Erdoğan, açıklamalarına şöyle devam etti:

"Kıbrıs Türk tarafı çözüm yönündeki iradesini ortaya koydu artık, Kıbrıs Rum tarafının da buna samimi bir şekilde karşılık vermesi ve uzlaşmayı esas alan geleceğe odaklanan bir anlayışla meseleye yaklaşması gerekiyor. Bu konu iç politik katkılara, taktik manevralara kurban edilemeyecek kadar önemlidir, kıymetlidir. Adil ve kalıcı bir çözüme ulaşılmasının adadaki taraflar yanında Doğu Akdeniz başta olmak üzere geniş bir coğrafyaya olumlu yansımaları olacağı açıktır. Çözümle birlikte ada ekonomisi güçlenecek, bugün hayal bile edilemeyen pek çok projenin hayata geçirilmesi mümkün olacak. Biz diğer muhataplardan da süreci bu şekilde ele almalarını, vizyonel bakış açısı ile süreci kolaylaştırmalarını bekliyoruz. Değerli kardeşlerim Kıbrıs Türk halkının hayat kalitesini daha da üst düzeye çıkaracak istek ve iradeye sahip olduğunu biliyoruz. Bu uzun soluklu mücadelede Kıbrıs Türkü'nün ekonomik açıdan daha güçlü bir düzeye gelmesi için şimdiye kadar kardeşlerimizle el birliği ve dayanışma içinde olduk, bu çabamız kararlılıkla sürecektir."

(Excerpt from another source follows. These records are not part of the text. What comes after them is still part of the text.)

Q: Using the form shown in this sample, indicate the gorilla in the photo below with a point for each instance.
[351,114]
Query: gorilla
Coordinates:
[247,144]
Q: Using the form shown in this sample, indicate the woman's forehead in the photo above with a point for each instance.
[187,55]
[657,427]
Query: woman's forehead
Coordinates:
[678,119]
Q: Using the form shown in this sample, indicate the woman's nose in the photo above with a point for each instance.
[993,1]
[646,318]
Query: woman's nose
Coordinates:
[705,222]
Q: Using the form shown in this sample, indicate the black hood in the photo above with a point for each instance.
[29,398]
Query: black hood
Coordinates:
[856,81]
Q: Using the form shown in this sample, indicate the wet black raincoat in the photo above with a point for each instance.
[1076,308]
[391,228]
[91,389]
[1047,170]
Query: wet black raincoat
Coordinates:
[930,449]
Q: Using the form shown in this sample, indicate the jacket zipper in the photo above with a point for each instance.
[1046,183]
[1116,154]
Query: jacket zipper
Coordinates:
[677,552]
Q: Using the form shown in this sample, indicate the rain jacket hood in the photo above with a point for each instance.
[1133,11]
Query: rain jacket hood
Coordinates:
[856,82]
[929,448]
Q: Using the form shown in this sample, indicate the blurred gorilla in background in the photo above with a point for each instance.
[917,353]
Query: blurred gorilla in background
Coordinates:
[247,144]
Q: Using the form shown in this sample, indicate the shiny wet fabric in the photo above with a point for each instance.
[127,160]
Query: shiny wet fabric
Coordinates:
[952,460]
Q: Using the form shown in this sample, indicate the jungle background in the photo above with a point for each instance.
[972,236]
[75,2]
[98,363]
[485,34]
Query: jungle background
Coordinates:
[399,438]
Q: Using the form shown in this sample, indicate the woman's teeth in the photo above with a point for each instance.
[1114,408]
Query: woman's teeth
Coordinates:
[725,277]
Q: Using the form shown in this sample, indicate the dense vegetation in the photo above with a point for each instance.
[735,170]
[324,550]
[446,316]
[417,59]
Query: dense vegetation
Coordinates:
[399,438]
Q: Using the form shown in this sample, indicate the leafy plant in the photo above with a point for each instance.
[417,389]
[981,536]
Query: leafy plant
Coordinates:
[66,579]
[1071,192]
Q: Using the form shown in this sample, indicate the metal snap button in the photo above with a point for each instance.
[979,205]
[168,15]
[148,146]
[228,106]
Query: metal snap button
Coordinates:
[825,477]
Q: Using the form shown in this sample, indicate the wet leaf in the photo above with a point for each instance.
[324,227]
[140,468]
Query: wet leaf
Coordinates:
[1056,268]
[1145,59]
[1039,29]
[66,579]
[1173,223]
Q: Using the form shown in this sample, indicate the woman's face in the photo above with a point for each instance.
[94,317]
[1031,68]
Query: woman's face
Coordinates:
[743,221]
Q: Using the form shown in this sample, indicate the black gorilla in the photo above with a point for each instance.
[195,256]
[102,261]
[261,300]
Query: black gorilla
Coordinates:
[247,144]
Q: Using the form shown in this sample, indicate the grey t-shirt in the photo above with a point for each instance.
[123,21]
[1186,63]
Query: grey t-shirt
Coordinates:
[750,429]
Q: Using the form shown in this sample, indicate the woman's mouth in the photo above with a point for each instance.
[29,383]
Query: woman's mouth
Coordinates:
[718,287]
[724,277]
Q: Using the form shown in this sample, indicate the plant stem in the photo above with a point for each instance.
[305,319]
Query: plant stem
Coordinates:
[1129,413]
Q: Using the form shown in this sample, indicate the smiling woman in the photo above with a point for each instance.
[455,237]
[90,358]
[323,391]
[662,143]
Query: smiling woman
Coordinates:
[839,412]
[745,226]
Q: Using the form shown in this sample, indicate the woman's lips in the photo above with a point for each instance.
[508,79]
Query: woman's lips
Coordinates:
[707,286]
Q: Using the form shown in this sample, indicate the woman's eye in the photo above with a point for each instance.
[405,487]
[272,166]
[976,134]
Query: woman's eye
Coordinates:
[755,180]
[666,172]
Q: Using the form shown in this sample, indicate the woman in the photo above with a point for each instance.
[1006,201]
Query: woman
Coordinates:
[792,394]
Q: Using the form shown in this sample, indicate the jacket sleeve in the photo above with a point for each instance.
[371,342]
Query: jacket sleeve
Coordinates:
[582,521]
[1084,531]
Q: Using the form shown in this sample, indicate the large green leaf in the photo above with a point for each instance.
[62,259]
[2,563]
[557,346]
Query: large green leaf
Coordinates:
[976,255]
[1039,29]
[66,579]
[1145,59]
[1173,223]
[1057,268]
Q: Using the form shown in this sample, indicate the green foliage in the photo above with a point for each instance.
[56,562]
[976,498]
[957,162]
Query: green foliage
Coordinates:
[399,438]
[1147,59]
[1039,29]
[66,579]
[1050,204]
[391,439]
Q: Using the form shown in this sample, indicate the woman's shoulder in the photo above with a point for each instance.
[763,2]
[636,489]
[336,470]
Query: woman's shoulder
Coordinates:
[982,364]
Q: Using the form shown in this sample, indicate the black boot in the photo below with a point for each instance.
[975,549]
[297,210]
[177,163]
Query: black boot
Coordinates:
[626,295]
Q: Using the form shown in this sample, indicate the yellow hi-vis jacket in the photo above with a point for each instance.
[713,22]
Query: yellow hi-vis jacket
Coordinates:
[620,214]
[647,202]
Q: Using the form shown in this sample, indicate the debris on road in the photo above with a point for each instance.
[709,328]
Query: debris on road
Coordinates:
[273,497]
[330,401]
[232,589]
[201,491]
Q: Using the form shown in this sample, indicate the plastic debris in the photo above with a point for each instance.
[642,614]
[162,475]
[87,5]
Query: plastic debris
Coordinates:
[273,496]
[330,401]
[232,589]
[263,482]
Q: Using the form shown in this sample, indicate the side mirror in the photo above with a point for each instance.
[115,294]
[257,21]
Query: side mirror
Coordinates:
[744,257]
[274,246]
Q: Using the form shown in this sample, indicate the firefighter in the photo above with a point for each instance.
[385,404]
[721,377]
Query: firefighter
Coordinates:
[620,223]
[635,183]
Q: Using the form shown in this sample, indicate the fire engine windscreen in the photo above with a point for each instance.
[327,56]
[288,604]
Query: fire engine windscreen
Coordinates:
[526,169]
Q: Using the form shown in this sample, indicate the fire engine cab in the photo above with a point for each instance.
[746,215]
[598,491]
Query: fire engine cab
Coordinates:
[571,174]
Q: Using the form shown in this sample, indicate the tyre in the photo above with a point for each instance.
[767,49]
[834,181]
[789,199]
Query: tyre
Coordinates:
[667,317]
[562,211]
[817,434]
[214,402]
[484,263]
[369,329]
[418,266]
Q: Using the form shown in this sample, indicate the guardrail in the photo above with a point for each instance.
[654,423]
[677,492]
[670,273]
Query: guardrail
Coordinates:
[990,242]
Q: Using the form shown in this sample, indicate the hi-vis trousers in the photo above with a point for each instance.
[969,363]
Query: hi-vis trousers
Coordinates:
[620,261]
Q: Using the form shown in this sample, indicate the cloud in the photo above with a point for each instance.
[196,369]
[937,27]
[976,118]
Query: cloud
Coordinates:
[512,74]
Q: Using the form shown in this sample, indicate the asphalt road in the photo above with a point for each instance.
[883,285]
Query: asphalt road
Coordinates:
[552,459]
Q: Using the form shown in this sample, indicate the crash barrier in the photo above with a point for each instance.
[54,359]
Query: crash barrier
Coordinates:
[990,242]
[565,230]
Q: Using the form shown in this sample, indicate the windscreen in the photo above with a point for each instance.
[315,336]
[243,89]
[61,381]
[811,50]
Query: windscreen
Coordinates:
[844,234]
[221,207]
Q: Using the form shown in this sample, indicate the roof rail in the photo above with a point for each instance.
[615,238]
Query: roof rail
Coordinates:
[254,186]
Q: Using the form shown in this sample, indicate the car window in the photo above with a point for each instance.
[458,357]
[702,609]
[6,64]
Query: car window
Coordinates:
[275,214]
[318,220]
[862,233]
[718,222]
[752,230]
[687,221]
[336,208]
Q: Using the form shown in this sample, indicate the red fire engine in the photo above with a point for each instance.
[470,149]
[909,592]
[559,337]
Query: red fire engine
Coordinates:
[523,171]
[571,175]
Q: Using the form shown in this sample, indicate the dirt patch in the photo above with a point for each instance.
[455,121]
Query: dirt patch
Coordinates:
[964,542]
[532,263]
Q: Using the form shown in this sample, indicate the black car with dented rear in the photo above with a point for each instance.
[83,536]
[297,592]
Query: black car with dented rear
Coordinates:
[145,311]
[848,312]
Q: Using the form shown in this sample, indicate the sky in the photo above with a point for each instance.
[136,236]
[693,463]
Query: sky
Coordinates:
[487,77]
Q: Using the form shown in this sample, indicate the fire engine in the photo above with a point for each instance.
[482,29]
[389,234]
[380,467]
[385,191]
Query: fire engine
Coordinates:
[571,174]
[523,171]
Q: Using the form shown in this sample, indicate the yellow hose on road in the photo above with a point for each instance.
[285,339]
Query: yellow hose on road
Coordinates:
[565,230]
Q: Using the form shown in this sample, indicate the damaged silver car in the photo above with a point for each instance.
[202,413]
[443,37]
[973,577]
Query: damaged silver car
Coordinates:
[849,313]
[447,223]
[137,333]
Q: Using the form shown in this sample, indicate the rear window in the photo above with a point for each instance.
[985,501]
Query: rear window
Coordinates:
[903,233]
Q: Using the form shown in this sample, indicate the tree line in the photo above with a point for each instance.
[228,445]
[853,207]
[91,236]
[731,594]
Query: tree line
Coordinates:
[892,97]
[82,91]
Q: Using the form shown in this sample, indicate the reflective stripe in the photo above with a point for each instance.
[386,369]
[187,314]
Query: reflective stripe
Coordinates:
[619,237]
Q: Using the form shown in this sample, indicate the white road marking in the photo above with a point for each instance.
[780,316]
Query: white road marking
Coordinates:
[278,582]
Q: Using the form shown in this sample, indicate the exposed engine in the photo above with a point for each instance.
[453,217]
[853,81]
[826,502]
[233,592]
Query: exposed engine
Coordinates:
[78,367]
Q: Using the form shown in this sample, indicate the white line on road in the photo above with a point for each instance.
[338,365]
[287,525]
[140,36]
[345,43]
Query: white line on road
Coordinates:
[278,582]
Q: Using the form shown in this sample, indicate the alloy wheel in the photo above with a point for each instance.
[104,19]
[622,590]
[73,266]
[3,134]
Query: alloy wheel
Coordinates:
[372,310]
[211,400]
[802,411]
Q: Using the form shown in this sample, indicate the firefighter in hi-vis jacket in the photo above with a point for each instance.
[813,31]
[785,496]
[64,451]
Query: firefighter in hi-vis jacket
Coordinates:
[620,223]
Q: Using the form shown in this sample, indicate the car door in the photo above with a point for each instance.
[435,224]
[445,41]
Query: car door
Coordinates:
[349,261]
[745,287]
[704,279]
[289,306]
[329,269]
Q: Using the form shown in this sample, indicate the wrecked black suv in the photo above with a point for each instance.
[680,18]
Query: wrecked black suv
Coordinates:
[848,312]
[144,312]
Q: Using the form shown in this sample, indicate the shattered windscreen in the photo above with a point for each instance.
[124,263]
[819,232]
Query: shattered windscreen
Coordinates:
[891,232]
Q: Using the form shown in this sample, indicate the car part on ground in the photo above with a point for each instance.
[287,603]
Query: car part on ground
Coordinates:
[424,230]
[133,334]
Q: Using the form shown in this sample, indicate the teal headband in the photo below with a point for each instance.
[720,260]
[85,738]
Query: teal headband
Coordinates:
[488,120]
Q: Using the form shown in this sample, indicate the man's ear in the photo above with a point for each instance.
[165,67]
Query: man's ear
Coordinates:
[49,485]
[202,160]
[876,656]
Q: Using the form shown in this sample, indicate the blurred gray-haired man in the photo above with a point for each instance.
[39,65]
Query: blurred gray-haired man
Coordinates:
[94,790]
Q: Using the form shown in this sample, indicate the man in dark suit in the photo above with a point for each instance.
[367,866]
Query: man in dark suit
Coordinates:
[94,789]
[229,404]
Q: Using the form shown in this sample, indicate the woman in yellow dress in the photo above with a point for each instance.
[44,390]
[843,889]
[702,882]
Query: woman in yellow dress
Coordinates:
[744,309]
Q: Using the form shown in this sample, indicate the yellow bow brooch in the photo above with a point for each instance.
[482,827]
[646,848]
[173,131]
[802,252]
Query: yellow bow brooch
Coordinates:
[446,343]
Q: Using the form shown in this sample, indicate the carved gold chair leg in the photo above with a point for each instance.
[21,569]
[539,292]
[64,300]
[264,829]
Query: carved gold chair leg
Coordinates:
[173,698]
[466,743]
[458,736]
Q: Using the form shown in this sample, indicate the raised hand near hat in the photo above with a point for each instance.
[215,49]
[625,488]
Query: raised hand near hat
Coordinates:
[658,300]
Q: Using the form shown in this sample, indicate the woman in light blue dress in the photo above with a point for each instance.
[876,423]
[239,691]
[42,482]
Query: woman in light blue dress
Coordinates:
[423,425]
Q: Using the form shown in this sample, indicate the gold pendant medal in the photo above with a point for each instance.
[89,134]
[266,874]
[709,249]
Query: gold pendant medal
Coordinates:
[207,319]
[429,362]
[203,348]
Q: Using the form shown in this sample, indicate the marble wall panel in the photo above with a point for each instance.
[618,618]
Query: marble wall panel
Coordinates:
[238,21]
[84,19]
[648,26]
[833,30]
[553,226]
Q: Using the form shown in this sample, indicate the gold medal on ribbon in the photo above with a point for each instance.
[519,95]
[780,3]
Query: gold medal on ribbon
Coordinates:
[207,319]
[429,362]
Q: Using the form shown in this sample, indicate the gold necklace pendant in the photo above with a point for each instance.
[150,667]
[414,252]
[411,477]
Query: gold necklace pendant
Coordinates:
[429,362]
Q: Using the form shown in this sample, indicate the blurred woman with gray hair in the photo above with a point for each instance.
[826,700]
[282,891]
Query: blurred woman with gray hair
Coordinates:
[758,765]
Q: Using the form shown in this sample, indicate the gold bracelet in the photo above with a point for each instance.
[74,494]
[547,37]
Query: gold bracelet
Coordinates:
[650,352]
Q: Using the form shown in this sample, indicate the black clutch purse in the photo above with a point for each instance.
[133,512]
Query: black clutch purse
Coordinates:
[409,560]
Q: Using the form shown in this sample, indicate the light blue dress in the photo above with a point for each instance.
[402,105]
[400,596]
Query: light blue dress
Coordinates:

Kıbrıs Türk halkının ve aslında su sorununa çözüm bulacak anavatanda su getirilmesindeki projede son aşamaya gelindiğini belirten Erdoğan, "1,5 kilometrelik yolumuz kaldı. Su medeniyettir, su hayattır. Ve bu su sadece özgürlük değil, aynı zamanda barış suyu olacak. Bu proje Türkiye ile KKTC arasındaki sarsılmaz bağın sembolü olacak birlik ve dayanışmayı yeni bir fiziki bağla pekiştirecek. Bizim arzumuz Türkiye'den getireceğimiz suyun sadece kuzeyine değil adanın tamamına hayat verebilmesidir. Biz bu suyun sadece kurak topraklara değil, çoraklaşan gönüllere de hayat suyu olmasını temenni ediyoruz. Diğer doğal kaynaklarla birlikte bu projenin taraflarla arasındaki çok boyutlu işbirliğinin bir unsuru olmasını gönülden istiyoruz. ekonomideki gelişmeyi kalıcı hale getirmek hususunda öncü sektörler olan turizm ve yüksek öğretim alanındaki başarılarınızı tebrik ediyorum. Turizm alanında Kuzey Kıbrıs adeta patlama yaşıyor. Eğitim öğretim de artık Kuzey Kıbrıs 70 bini aşkın öğrencisiyle bundan böyle uluslararası camide farklı bir yere yerleşiyor. Kuzey Kıbrıs Türk Cumhuriyeti'nin, bölgenin en önemli turizm ve eğitim öğretim merkezlerinden biri haline getirmek bizim de ortak hedefimizdir. Geride bıraktığımız 10 yılda bu hedef ulaşma noktasında çok önemli mesafe kaydettik. Ancak önümüzde alınması gereken uzun yol bulunuyor" açıklamasını yaptı.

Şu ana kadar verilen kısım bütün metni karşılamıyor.